Venice has always been my dream city. I got to visit for the first time a few years ago when I toured some parts of Europe. I’m afraid I didn’t do the city much justice at the time and I have always longed to return. Luckily, I got the chance to do so recently. I got the chance to revisit the city of my dreams, only this time, it had an entirely different name and was in a completely different continent. This time, I returned to Ganvie – The Venice of Africa!

OK, not a gondola but very very close!

Ganvie is a stilt village built on the Lake Nokoué in Benin Republic. It isn’t the only one of its kind but it is the largest, being home to about 20,000 people, and the most visited on the Lake. In a lot of ways, Ganvie is very similar to Makoko – also sometimes referred to as the ‘Venice of Africa’, but I found this place to much cleaner than its Nigerian counterpart and more primeval than the city it is nicknamed after.

Life in Ganvie is conducted primarily on the water. The villagers here go about their normal businesses on boats. I suppose every household owns one. The village also contains schools, churches, restaurants and hotels where tourists can spend the night. Most choose however to visit from the cities nearby. I visited from Fidjrosse with Mark – my couchsurfing host and the drive to Ganvie took about 30 minutes.

The tour itself was pretty interesting. I don’t recall exactly how much it cost us but it was somewhere around 5,000cefa pp. I wonder how much of this actually goes back to the village and its inhabitants.

We completed our visit in about two hours which was just enough time to cruise on the lake, stop over at two places to get drinks and souvenirs before finding our way back to the mainland. Overall, my second visit to ‘Venice’ was just as interesting as the first!

Some points to note when visiting Ganvie:

  • Take pictures discreetly. If you want to take pictures of people, you may want to seek their permission first. Some hold the believe that taking their picture is akin to stealing their souls.
  • Plan to visit in the morning. We had the best weather and very few tourists when we visited.

Have you visited Ganvie or any other floating village? What was your experience like?

I love to hear from you, Leave a comment here!
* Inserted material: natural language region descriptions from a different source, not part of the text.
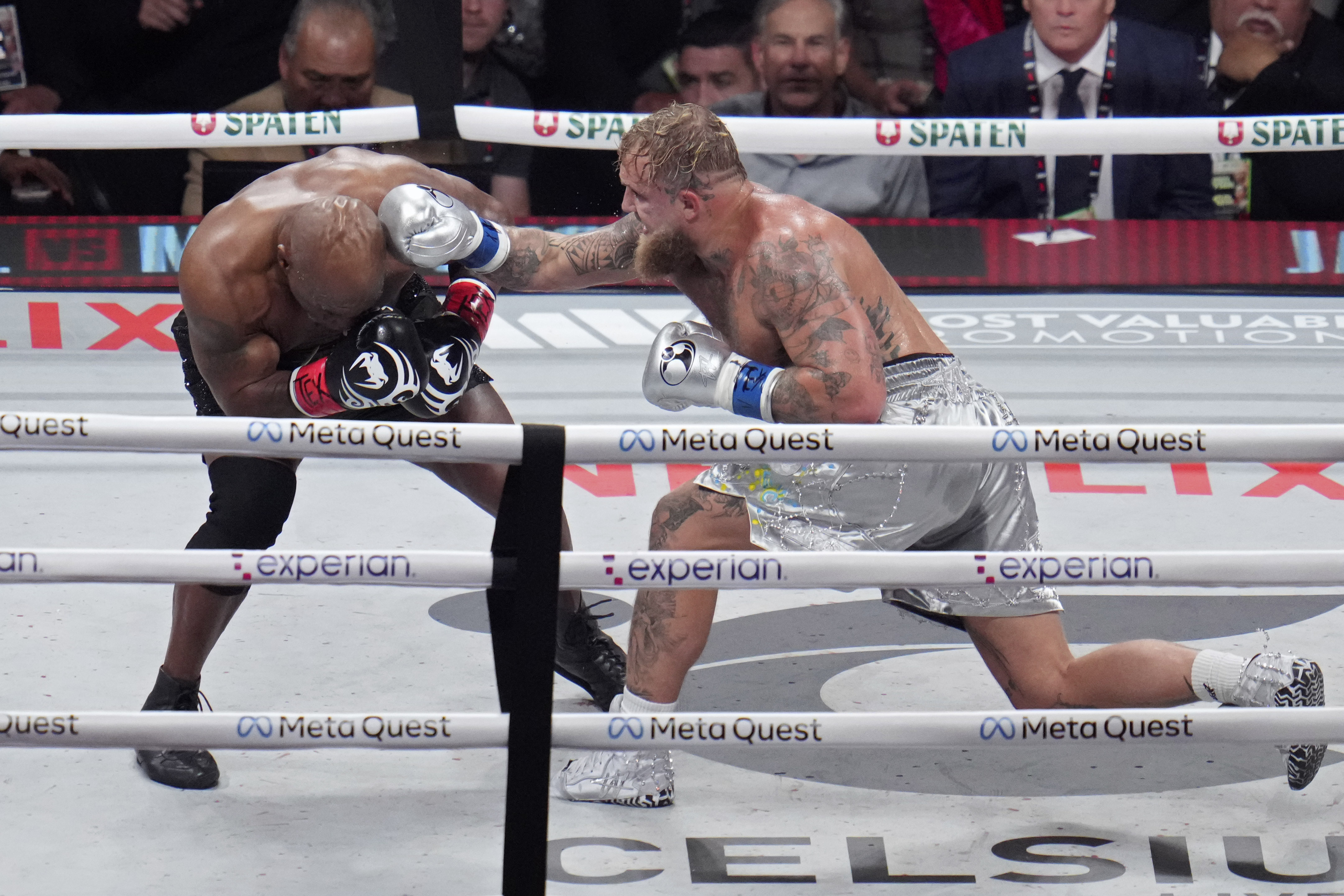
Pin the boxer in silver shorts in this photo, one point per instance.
(893, 507)
(808, 327)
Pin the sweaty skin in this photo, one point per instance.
(234, 289)
(787, 284)
(795, 287)
(242, 318)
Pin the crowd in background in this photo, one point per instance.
(789, 58)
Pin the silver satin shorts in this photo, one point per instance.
(893, 507)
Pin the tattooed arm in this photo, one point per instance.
(836, 362)
(542, 261)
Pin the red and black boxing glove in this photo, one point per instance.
(452, 341)
(380, 363)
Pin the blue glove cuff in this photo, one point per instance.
(488, 250)
(751, 397)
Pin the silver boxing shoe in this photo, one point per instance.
(639, 778)
(1284, 680)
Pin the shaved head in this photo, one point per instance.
(335, 249)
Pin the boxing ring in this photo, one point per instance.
(607, 845)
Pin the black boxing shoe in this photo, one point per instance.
(587, 656)
(183, 769)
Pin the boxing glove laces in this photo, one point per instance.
(378, 363)
(691, 364)
(428, 229)
(452, 341)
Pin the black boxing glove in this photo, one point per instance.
(377, 364)
(452, 341)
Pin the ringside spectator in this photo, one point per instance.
(327, 61)
(1280, 58)
(1065, 45)
(890, 60)
(711, 62)
(802, 50)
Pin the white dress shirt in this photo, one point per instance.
(1050, 77)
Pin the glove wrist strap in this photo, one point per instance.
(308, 390)
(752, 387)
(490, 252)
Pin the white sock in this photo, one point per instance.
(627, 702)
(1215, 675)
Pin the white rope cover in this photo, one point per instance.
(999, 729)
(929, 136)
(210, 130)
(685, 569)
(643, 444)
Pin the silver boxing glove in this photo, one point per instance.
(428, 229)
(691, 364)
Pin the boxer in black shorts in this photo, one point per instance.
(300, 297)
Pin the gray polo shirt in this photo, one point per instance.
(846, 186)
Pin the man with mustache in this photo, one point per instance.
(802, 50)
(1280, 58)
(811, 328)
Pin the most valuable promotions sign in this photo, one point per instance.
(929, 136)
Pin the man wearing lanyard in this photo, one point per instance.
(1073, 61)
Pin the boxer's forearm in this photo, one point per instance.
(542, 261)
(811, 395)
(264, 398)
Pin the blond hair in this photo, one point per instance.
(686, 147)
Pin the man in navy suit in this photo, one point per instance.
(1064, 52)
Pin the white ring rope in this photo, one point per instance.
(652, 444)
(929, 136)
(603, 131)
(844, 570)
(210, 130)
(998, 729)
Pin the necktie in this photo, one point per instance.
(1072, 182)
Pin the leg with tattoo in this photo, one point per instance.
(670, 628)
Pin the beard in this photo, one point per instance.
(1261, 15)
(665, 253)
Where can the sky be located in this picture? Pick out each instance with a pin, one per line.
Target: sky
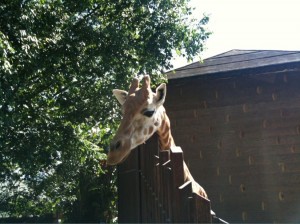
(249, 25)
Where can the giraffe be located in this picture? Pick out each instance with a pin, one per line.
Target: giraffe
(143, 115)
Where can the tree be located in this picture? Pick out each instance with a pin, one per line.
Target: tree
(59, 61)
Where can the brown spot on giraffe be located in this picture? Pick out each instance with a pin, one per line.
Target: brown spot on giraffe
(144, 114)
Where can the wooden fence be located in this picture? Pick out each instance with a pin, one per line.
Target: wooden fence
(152, 189)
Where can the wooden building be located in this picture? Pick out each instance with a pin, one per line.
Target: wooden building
(236, 117)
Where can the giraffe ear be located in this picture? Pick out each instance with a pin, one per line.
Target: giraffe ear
(121, 95)
(161, 94)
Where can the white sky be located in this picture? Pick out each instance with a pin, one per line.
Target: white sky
(249, 25)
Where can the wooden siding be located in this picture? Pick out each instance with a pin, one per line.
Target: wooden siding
(152, 189)
(241, 139)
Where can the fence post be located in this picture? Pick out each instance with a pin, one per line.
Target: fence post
(176, 158)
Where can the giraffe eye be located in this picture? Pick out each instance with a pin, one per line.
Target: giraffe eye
(148, 113)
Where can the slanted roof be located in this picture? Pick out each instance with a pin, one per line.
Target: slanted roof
(235, 60)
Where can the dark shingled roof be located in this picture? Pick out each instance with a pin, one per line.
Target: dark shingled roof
(235, 60)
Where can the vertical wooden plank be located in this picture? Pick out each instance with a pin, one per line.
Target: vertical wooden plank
(176, 157)
(201, 207)
(128, 190)
(185, 192)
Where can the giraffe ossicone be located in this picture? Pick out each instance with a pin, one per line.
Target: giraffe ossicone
(143, 115)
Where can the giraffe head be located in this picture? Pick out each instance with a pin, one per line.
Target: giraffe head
(142, 111)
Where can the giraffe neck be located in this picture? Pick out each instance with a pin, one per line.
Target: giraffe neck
(166, 140)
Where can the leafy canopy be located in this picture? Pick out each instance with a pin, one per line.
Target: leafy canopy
(59, 61)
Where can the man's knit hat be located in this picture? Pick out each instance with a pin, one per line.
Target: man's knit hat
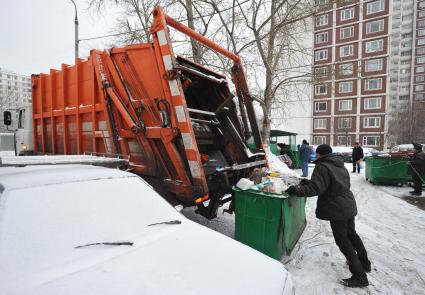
(324, 149)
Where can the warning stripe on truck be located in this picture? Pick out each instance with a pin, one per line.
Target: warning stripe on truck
(180, 110)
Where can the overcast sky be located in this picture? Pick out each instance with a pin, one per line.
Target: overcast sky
(36, 35)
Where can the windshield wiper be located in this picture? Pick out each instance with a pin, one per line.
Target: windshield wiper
(122, 243)
(166, 222)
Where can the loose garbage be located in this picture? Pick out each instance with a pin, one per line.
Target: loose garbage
(273, 179)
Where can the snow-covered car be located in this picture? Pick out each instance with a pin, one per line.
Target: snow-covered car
(403, 150)
(369, 152)
(79, 229)
(345, 151)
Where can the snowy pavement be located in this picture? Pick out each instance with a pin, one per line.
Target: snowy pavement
(392, 230)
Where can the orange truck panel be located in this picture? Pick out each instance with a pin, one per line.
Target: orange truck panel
(176, 121)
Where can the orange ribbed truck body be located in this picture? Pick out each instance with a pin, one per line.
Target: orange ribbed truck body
(175, 120)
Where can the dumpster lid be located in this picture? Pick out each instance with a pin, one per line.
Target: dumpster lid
(275, 132)
(283, 195)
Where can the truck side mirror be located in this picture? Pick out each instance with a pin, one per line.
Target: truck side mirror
(7, 118)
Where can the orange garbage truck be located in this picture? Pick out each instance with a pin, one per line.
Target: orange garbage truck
(177, 121)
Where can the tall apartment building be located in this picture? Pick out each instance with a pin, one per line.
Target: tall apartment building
(366, 63)
(15, 92)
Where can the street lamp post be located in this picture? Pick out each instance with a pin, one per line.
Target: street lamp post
(76, 29)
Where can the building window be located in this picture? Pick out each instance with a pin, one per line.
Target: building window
(375, 7)
(318, 140)
(346, 69)
(407, 18)
(371, 140)
(420, 87)
(372, 103)
(321, 20)
(320, 89)
(321, 71)
(321, 37)
(372, 122)
(321, 55)
(375, 26)
(320, 123)
(346, 50)
(373, 65)
(344, 123)
(345, 87)
(320, 106)
(344, 140)
(373, 84)
(345, 105)
(347, 32)
(347, 14)
(374, 46)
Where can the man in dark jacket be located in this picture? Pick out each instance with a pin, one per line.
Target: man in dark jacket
(331, 182)
(357, 156)
(417, 169)
(305, 152)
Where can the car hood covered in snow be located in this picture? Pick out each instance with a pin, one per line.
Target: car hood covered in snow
(172, 259)
(46, 212)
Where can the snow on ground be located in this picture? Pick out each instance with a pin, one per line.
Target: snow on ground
(392, 230)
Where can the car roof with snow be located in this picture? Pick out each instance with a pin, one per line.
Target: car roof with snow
(39, 175)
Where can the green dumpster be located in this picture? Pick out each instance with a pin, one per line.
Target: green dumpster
(270, 223)
(297, 159)
(387, 170)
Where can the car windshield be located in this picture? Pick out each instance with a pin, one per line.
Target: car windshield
(104, 210)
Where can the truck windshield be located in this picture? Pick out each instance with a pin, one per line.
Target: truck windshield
(21, 121)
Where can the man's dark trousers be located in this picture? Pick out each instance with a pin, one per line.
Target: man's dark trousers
(350, 245)
(417, 183)
(354, 166)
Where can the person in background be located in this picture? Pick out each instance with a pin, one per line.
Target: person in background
(417, 169)
(305, 152)
(357, 157)
(330, 181)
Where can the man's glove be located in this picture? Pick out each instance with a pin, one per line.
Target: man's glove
(292, 190)
(304, 181)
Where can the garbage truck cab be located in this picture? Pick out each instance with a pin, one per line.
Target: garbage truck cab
(24, 142)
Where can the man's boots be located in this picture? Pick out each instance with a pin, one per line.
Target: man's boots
(355, 282)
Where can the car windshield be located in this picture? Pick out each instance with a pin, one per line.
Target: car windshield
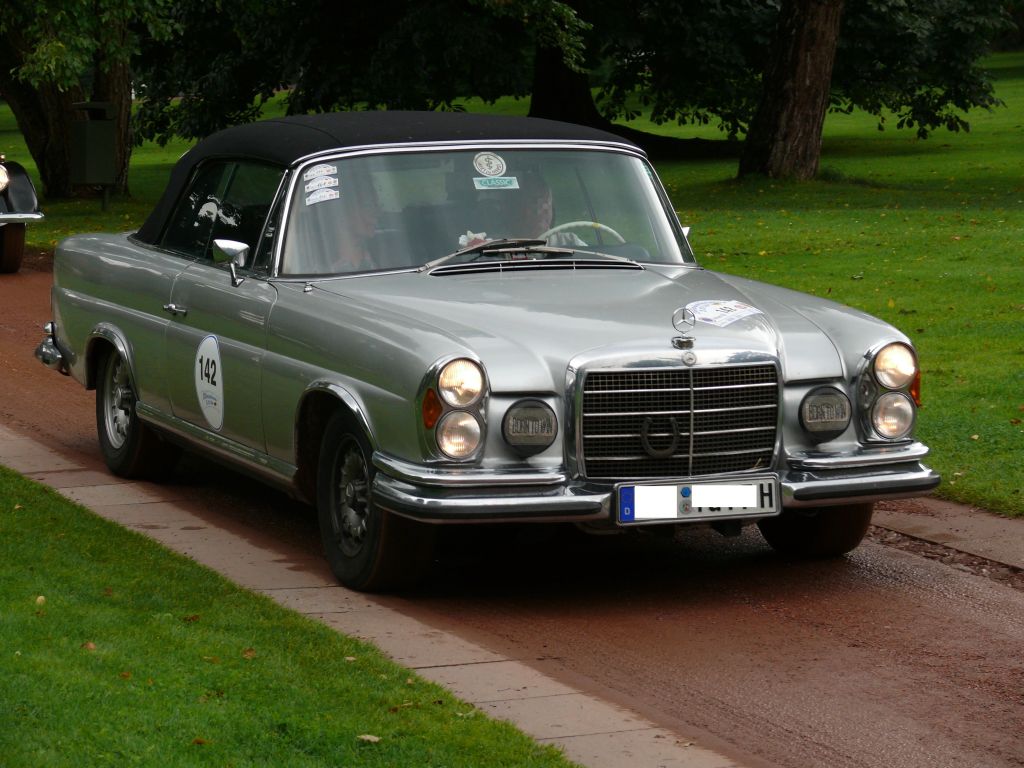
(407, 209)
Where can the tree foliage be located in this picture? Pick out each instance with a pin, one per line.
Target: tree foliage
(54, 53)
(329, 55)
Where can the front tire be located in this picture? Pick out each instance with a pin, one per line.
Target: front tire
(129, 446)
(819, 532)
(369, 549)
(11, 248)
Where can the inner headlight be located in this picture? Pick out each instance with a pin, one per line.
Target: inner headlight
(892, 416)
(461, 383)
(458, 434)
(895, 367)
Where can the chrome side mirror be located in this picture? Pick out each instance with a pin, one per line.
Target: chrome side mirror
(235, 254)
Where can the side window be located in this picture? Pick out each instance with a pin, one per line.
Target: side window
(226, 200)
(246, 206)
(192, 223)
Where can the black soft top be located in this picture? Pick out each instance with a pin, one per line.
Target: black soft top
(284, 140)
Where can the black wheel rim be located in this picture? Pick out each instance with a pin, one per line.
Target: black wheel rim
(119, 399)
(350, 510)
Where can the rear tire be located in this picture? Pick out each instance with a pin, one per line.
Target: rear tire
(369, 548)
(819, 532)
(11, 248)
(130, 448)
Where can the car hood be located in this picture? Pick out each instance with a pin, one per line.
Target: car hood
(526, 328)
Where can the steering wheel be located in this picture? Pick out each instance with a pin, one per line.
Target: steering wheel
(582, 225)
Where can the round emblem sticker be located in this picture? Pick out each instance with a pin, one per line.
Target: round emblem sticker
(210, 382)
(488, 164)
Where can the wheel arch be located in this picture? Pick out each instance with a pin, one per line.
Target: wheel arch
(105, 337)
(317, 406)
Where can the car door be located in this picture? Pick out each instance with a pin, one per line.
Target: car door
(215, 344)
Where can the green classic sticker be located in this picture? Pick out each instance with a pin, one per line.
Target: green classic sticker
(496, 182)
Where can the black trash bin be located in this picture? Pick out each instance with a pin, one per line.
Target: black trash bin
(93, 146)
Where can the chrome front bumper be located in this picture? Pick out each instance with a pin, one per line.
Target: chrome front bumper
(49, 353)
(479, 496)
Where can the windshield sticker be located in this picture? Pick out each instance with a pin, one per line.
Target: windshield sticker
(720, 312)
(320, 170)
(210, 382)
(320, 182)
(489, 164)
(321, 195)
(498, 182)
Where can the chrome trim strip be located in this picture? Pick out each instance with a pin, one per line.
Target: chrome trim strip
(429, 505)
(464, 477)
(254, 461)
(859, 459)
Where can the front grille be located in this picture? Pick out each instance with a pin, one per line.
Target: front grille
(678, 423)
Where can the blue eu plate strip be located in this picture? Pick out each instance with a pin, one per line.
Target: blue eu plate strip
(627, 506)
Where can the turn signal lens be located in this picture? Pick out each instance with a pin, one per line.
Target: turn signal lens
(893, 416)
(895, 367)
(461, 383)
(459, 434)
(432, 409)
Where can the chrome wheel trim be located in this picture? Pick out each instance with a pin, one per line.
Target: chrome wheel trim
(119, 401)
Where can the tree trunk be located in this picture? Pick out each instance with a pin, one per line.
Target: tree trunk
(113, 83)
(44, 116)
(784, 138)
(560, 93)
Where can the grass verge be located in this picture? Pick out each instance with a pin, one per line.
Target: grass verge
(115, 651)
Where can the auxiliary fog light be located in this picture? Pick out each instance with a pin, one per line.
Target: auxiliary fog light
(458, 434)
(893, 416)
(529, 426)
(825, 413)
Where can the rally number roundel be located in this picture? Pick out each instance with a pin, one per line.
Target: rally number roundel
(210, 382)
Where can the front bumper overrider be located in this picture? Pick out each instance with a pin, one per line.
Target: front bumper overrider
(449, 496)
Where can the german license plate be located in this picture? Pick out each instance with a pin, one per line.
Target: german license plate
(713, 500)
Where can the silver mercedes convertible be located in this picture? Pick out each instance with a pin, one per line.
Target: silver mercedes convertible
(413, 318)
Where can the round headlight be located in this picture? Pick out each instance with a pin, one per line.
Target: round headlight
(825, 413)
(529, 426)
(895, 367)
(458, 434)
(461, 383)
(893, 416)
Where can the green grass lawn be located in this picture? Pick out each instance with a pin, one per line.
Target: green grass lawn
(925, 235)
(115, 651)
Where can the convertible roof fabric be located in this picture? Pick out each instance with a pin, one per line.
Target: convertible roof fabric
(284, 140)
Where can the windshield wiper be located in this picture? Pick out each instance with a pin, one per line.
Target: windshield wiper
(508, 245)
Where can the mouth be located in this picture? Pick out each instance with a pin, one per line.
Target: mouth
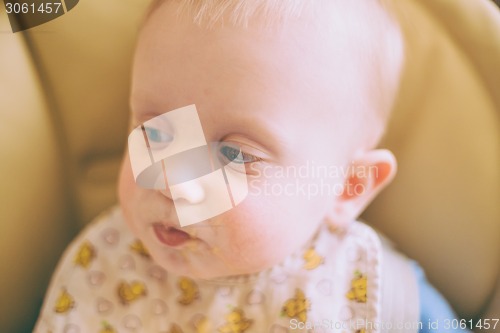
(171, 236)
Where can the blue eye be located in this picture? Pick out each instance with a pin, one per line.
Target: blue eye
(156, 135)
(235, 155)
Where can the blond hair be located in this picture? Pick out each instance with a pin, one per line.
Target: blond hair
(387, 47)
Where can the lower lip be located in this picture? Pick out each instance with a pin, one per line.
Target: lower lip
(171, 236)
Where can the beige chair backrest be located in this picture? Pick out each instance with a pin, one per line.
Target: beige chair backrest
(63, 126)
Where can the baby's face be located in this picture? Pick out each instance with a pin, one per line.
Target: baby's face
(287, 98)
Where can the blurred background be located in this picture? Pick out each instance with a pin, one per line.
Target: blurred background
(63, 127)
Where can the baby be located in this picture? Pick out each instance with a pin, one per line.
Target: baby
(251, 225)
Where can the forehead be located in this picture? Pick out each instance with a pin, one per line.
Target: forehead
(313, 63)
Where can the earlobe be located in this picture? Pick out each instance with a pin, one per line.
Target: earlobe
(368, 175)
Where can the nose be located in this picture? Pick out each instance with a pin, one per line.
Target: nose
(191, 192)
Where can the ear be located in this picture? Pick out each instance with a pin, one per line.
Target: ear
(365, 177)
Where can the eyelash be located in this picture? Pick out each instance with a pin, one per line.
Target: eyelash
(228, 152)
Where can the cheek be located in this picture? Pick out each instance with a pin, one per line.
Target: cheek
(262, 231)
(126, 188)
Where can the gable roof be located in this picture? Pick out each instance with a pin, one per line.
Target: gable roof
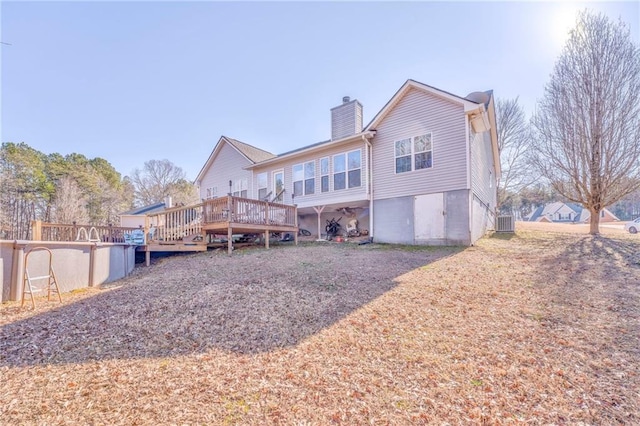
(253, 154)
(314, 146)
(412, 84)
(150, 208)
(249, 152)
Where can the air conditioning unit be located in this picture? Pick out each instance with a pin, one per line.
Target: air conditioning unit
(505, 224)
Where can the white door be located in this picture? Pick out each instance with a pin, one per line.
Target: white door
(278, 186)
(428, 214)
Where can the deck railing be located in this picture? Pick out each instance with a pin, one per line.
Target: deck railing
(248, 211)
(175, 224)
(43, 231)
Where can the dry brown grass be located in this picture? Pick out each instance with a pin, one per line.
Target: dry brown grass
(537, 328)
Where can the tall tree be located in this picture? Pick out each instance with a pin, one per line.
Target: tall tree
(69, 204)
(514, 140)
(588, 122)
(159, 179)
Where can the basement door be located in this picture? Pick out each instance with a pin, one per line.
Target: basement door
(428, 217)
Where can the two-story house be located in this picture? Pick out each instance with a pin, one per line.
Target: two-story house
(423, 171)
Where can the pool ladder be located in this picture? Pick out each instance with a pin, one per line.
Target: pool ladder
(52, 282)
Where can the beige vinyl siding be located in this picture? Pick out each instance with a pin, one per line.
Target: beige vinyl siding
(319, 198)
(418, 113)
(227, 165)
(483, 185)
(483, 178)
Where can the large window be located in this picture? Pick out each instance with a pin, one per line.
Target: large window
(309, 177)
(347, 170)
(304, 178)
(212, 192)
(355, 169)
(339, 172)
(324, 174)
(262, 186)
(298, 178)
(414, 153)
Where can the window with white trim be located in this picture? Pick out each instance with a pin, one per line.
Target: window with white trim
(298, 179)
(339, 172)
(324, 174)
(354, 167)
(211, 192)
(262, 185)
(240, 188)
(414, 153)
(309, 178)
(304, 178)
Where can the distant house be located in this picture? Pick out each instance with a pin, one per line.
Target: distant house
(560, 212)
(423, 171)
(135, 218)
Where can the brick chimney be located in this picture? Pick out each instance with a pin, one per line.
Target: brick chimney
(346, 119)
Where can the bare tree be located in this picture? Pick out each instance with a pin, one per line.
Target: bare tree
(69, 204)
(159, 179)
(514, 140)
(588, 123)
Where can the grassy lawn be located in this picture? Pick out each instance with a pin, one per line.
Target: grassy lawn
(538, 327)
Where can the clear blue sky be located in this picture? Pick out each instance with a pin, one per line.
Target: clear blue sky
(135, 81)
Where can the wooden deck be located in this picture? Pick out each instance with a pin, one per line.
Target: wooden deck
(188, 227)
(185, 228)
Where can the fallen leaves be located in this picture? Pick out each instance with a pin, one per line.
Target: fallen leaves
(536, 329)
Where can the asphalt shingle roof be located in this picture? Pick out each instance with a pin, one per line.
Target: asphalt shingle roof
(251, 152)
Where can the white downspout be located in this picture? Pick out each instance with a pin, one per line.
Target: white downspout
(370, 184)
(469, 174)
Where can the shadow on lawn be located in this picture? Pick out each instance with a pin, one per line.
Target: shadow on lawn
(248, 303)
(593, 284)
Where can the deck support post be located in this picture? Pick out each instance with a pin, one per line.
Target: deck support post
(319, 212)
  1. Hey tourist!!! I was wondering for a moment…if u were in Venice. HAHAHA!!! you got me there…What’s interesting about this piece is the way you captured poverty in its original form. I didn’t get to visit Ganvie but will make it next time. Thank you for this piece and keep exploring…

    • Haha, I wish! I would really love to visit Venice again but for now, Ganvie would be my Venice. 🙂 I’d be on the lookout for your post about it when you do get to visit. Thanks for stopping by…

  2. Beautiful photos that underlies the poverty going on in that region. Beautiful but sad. Thanks for capturing it all. Greetings!

    • Hiya, thanks for your comment. I really hope the people who live there somehow benefit from the inflow of tourists to their village.

  3. I literally laughed aloud when it hit me that it wasn’t actually Venice.

    Great Post.

    I do wonder if there’s a floating city in every African country.

    Would be interesting to note how come.

    • A little click bait, sorry, LOL. I think most countries along the coast might have a floating village cos of their proximity to the water. This is my uninformed guess anyway.